‘We are left with something going on that we don’t completely understand.’
NASA’s Hubble Space Telescope has captured something that has never been seen before. Astronomers discovered the bright red supergiant star Betelgeuse literally blew its top in 2019, losing a large part of its visible surface and producing an enormous Surface Mass Ejection (SME).
The Betelgeuse SME blasted off an astonishingly 400 billion times as much mass as a typical Coronal Mass Ejection of the sun.
“Betelgeuse continues doing some very unusual things right now; the interior is sort of bouncing,” says Andrea Dupree, of the Center for Astrophysics | Harvard and Smithsonian, in a media release.
Even though the star suffered a catastrophic upheaval, astronomers do not believe Betelgeuse is about to blow up anytime soon. Astronomers are examining the star’s erratic behavior before, after and during the eruption.

“We’ve never before seen a huge mass ejection of the surface of a star,” explains Dupree. “We are left with something going on that we don’t completely understand. It’s a totally new phenomenon that we can observe directly and resolve surface details with Hubble. We’re watching a stellar evolution in real time.”
Astronomers believe the blast was possibly caused by a convective plume, more than 1 million miles across, which bubbled up from deep inside the star. It then generated shocks and pulsations that blasted off a portion of the photosphere. It left the star with a large cool surface area under the dust cloud that was caused by the cooling piece of photosphere. Betelgeuse continues to struggle to recover from the explosion.
The fractured piece of photosphere is enormous as it weighs several times as much as the moon. It raced off into space and cooled to form a dust cloud that blocked light from the star as seen from Earth. The dimming began in late 2019 and lasted for a few months.
Study authors say Betelgeuse’s 400-day pulsation rate has vanished, maybe temporarily. Astronomers have measured the pulsation for nearly 200 years. Its disruption reveals the brutality of the blast.
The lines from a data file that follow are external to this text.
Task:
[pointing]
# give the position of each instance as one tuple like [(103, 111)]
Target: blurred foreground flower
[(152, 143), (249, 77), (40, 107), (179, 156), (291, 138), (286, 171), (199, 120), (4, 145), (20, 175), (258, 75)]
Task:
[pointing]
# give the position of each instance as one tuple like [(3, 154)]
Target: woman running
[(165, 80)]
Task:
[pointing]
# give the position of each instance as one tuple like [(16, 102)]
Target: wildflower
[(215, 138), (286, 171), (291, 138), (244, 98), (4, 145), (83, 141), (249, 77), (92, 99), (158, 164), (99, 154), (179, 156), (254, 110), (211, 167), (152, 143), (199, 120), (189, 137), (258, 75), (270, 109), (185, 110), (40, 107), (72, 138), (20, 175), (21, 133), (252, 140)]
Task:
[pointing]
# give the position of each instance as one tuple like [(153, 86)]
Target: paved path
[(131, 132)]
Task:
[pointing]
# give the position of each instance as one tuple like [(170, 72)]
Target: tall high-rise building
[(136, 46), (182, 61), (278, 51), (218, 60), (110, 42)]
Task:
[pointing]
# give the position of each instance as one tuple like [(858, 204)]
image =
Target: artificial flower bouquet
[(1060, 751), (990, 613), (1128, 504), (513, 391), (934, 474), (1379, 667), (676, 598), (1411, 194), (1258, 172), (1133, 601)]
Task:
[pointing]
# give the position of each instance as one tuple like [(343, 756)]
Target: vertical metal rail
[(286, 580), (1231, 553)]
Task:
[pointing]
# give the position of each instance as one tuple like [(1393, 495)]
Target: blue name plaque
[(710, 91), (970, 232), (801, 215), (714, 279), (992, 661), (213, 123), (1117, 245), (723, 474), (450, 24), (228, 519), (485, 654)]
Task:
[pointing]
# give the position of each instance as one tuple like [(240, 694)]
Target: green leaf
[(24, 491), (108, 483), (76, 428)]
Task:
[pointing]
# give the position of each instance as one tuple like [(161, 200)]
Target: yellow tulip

Even through the star’s outer layers may be back to normal, the surface is still bouncing around like jello as the photosphere rebuilds itself. Dupree believes the star’s interior convection cells, which drive the regular pulsation, may be sloshing around like an imbalanced washing machine.
Astronomers have never observed such a vast amount of a star’s visible surface get blasted into space. Because of this, it suggests surface mass ejections and coronal mass ejections from the sun may be different events.
The study is published in The Astrophysical Journal.